Philosophical society

The Central European Institute of Philosophy (SIF; Středoevropský Institut Filosofie; Mitteleuropäisches Institut für Philosophie) established in 2010, is a joint institution of the Charles University Faculty of Humanities and the Czech Republic Academy of Sciences’ Institute of Philosophy. The SIF seeks to follow in the footsteps of Prague’s “Cercle philosophique,” which was established by Czech and German professors from the University of Prague in 1934, but soon disbanded with the German occupation of Czechoslovakia.
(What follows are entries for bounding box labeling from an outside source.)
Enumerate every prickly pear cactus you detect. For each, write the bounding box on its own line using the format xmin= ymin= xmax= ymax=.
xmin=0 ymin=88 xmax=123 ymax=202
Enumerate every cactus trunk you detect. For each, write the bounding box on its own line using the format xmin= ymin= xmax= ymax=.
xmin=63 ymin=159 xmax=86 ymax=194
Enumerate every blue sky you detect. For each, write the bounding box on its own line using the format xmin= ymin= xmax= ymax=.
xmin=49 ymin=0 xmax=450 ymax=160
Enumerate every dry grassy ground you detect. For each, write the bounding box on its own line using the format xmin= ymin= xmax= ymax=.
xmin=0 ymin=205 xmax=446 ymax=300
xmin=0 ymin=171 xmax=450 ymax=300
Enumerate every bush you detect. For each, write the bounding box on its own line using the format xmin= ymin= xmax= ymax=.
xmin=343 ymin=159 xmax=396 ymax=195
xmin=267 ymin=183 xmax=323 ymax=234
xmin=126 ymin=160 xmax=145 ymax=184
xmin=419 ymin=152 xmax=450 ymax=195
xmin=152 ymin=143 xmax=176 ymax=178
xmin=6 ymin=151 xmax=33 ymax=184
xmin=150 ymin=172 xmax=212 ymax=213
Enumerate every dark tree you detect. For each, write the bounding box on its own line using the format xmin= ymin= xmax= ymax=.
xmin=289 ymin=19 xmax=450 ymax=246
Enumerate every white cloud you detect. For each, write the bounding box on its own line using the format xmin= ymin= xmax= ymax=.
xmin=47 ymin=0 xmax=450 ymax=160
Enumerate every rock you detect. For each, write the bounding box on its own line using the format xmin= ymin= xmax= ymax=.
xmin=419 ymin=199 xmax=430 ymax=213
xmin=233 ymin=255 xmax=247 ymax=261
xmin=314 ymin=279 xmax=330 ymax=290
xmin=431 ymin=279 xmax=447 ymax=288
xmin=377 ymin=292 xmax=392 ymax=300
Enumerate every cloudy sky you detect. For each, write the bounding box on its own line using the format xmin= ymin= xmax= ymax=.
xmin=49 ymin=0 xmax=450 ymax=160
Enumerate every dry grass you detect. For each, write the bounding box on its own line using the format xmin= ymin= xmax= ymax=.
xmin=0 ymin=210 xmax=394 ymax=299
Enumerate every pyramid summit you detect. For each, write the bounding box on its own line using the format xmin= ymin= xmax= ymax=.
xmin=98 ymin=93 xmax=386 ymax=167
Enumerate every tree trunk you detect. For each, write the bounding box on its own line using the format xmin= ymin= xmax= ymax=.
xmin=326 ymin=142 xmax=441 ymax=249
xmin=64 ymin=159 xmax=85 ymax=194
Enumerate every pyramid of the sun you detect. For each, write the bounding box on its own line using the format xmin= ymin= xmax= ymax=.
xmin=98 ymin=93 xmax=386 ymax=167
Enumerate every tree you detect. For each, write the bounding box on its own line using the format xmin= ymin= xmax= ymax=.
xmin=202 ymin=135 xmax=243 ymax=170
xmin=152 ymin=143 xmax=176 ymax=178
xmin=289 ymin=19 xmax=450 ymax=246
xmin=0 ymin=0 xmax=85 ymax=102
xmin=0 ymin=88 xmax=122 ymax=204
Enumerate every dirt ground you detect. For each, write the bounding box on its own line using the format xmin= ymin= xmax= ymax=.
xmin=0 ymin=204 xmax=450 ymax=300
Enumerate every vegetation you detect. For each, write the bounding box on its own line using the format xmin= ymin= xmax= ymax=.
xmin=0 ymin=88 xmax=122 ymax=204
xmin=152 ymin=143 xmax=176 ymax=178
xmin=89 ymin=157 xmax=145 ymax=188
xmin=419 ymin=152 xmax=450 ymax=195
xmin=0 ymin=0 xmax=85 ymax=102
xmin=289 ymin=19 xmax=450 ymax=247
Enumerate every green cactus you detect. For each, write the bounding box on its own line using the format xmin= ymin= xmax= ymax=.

The Institute promotes philosophical research – with an emphasis on the phenomenological as well as on trans/ interdisciplinary.

The Czech Republic, with its tradition of a rather unusual symbiotic alliance of Czech, Jewish, and German intellectuals is an ideal location for the SIF. The country has given birth to various influential movements: The Prague Circle literary school (Franz Kafka, Max Brod, Felix Weltsch, Franz Werfel, Oscar Baum), in art Czech cubism and surrealism along with other disciplines such as empirical criticism (Ernst Mach), phenomenology (Edmund Husserl), and psychoanalysis (Sigmund Freud). As one of its primary objectives, the SIF seeks to map the rich potential of the varied cultural and ethnic influences that shape the present day Czech state. This mapping enables a hypothesis as to the reciprocal influences of not only other European traditions but also non-European and the consequences these might hold for the present and the future.

In keeping with this multi-cultural tradition, two directors guide the SIF: a Czech, Karel Novotny and a German, Hans Rainer Sepp. The Institute is composed of a staff of permanent and external members and is also supported by an international scholarly board of 36 professors or institutions representing twenty countries. All strive in close association so that SIF may bring together thinkers and scholars working in a wide range of disciplines concerned with the study of philosophical, historical, critical, and theoretical issues. In addition, SIF also is the home of the book series “Orbis Phaenomenologicus,” founded in 1993 and published first by Verlag Karl Alber (vol.s 1–8, 1993–2001) and from 2002 by Königshausen & Neumann, Würzburg, Germany, as well as the newly established series “libri nigri. Thinking Across Boundaries” and “libri virides. The Young Forum,” published by Traugott Bautz, Nordhausen, Germany.

A research project entitled “Philosophical Investigations of Body Experiences: Trans-disciplinary Perspectives” is currently underway at the SIF. In addition to its ongoing research projects, the SIF offers specialized advanced courses in conjunction with the EU Master Program “German and French Philosophy in the European Context.” The Institute also organizes and hosts international conferences and is very active in facilitating the publication of established and young scholars alike. To date the SIF has organized three international conferences and edited ten book publications.